So you go to that dispensary and your ID is scanned, you register at the Cannabis Ski resort, and you pick up a Rx card while at the beach. Then you come home and decide you would now like to pick up that hunting rifle you’ve been eyeing, that personal defense carry that you have been saving up for, or that AR-15 you’ve wanted. You reach that question, 21(e), and innocently answer NO. Guess what, you just committed a felony or possibly felonies. You lied on a federal form, you purchased a firearm illegally, and you now possess that firearm illegally.

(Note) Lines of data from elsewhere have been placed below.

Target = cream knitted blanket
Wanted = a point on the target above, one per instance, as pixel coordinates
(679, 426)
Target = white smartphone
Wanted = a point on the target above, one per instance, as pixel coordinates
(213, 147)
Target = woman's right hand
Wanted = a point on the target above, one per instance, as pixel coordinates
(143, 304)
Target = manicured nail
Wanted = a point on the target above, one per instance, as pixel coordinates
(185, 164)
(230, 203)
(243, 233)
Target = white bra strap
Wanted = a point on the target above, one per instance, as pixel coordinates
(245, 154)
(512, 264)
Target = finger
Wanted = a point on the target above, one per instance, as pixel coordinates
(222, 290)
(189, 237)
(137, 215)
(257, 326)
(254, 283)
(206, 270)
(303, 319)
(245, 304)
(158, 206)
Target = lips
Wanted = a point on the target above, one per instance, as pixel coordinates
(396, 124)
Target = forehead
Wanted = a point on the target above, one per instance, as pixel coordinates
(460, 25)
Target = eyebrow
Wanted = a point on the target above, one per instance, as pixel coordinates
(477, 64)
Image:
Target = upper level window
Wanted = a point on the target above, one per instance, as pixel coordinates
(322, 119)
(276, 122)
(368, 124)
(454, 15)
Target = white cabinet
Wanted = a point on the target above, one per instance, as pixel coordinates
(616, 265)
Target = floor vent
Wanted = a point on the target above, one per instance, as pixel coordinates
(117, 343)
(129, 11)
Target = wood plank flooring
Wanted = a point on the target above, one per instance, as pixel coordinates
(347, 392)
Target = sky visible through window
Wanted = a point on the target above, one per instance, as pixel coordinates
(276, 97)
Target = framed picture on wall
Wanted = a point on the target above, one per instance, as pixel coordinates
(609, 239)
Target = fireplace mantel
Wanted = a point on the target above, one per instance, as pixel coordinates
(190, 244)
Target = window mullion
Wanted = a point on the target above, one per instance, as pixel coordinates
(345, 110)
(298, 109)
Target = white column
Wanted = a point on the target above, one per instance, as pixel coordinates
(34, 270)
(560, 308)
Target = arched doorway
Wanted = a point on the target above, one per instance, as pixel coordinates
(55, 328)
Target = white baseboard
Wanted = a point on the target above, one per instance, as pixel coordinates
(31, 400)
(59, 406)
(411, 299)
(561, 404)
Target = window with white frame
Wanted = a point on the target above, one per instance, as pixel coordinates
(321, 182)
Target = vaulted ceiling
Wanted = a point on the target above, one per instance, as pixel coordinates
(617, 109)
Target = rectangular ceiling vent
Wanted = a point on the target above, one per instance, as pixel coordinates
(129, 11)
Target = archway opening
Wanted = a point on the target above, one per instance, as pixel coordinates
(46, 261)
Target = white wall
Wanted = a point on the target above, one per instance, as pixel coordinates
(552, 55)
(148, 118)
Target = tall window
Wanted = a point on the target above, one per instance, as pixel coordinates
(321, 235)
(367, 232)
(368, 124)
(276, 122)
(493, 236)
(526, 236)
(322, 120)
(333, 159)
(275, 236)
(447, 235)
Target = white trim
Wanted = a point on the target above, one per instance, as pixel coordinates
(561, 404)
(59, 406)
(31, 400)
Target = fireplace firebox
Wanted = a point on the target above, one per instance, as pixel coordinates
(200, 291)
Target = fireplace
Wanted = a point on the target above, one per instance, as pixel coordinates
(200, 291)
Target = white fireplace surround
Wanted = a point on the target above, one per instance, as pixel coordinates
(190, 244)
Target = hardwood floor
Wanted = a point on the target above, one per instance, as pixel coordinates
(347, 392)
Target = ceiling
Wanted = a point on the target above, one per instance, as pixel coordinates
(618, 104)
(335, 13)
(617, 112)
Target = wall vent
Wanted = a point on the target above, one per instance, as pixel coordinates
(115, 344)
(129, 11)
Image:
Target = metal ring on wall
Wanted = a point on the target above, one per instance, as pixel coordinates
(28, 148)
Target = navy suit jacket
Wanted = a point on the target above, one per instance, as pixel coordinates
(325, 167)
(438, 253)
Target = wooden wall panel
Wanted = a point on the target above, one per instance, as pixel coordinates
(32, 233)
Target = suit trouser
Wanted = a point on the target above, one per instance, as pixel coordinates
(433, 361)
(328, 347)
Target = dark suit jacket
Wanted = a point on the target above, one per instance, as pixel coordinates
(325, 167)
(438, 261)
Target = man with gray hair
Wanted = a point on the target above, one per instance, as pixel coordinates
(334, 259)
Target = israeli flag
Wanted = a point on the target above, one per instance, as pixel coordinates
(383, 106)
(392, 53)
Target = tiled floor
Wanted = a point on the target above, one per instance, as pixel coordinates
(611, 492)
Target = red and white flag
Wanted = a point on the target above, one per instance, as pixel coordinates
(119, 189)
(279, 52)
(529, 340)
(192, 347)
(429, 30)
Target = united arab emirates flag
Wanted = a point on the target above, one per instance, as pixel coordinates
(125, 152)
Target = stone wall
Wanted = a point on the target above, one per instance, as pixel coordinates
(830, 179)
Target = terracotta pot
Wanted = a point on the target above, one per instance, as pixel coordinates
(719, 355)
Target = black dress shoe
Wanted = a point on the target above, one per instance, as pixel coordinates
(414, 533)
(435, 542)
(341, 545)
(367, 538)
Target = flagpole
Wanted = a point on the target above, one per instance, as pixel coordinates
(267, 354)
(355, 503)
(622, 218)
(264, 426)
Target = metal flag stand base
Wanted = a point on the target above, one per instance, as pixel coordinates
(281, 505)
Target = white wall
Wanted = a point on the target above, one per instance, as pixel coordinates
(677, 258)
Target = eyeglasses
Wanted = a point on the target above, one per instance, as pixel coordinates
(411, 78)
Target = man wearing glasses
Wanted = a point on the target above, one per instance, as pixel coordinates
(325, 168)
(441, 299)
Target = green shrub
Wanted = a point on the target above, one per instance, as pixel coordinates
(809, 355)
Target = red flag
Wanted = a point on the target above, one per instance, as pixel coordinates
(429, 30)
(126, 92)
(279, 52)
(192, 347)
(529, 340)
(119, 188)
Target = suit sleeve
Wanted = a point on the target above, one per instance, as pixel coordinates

As a second amendment rights activist, gun-rights attorney and an FFL, I can tell you it’s a bigger deal than you may think. Language, in many laws, is specifically left just broad enough to be interpreted/enforced by prosecutors differently in different jurisdictions. Now you should always discuss any legal ramifications of your actions with a lawyer, but what’s without question is that it is illegal to smoke (use) marijuana and answer “No” on the 4473 to purchase and/or own firearms under federal law.
What constitutes a marijuana “user”?
Regardless of where you live, smoking or possessing marijuana is illegal federally. So what is broad in this language is what constitutes a “user?” Daily use? A day ago? Just one time a month ago? Is there a limit? As I’ve heard countless times in the courtroom from prosecutors, “You steal once you’re a thief for life and if you smoke once you’re a user for life.” So, you have some fun for one weekend, but the problem is you created what’s called “direct proof” or the actual written existence that you have purchased and therefore most likely used marijuana.
Don’t take this as a suggestion to purchase marijuana on the streets instead. It’s a warning that we must stay vigilant, because there are always paths to gun confiscation and criminalization of good people if you’re not careful. Get your highs from the hunt, the shooting range, the competition and be careful out there.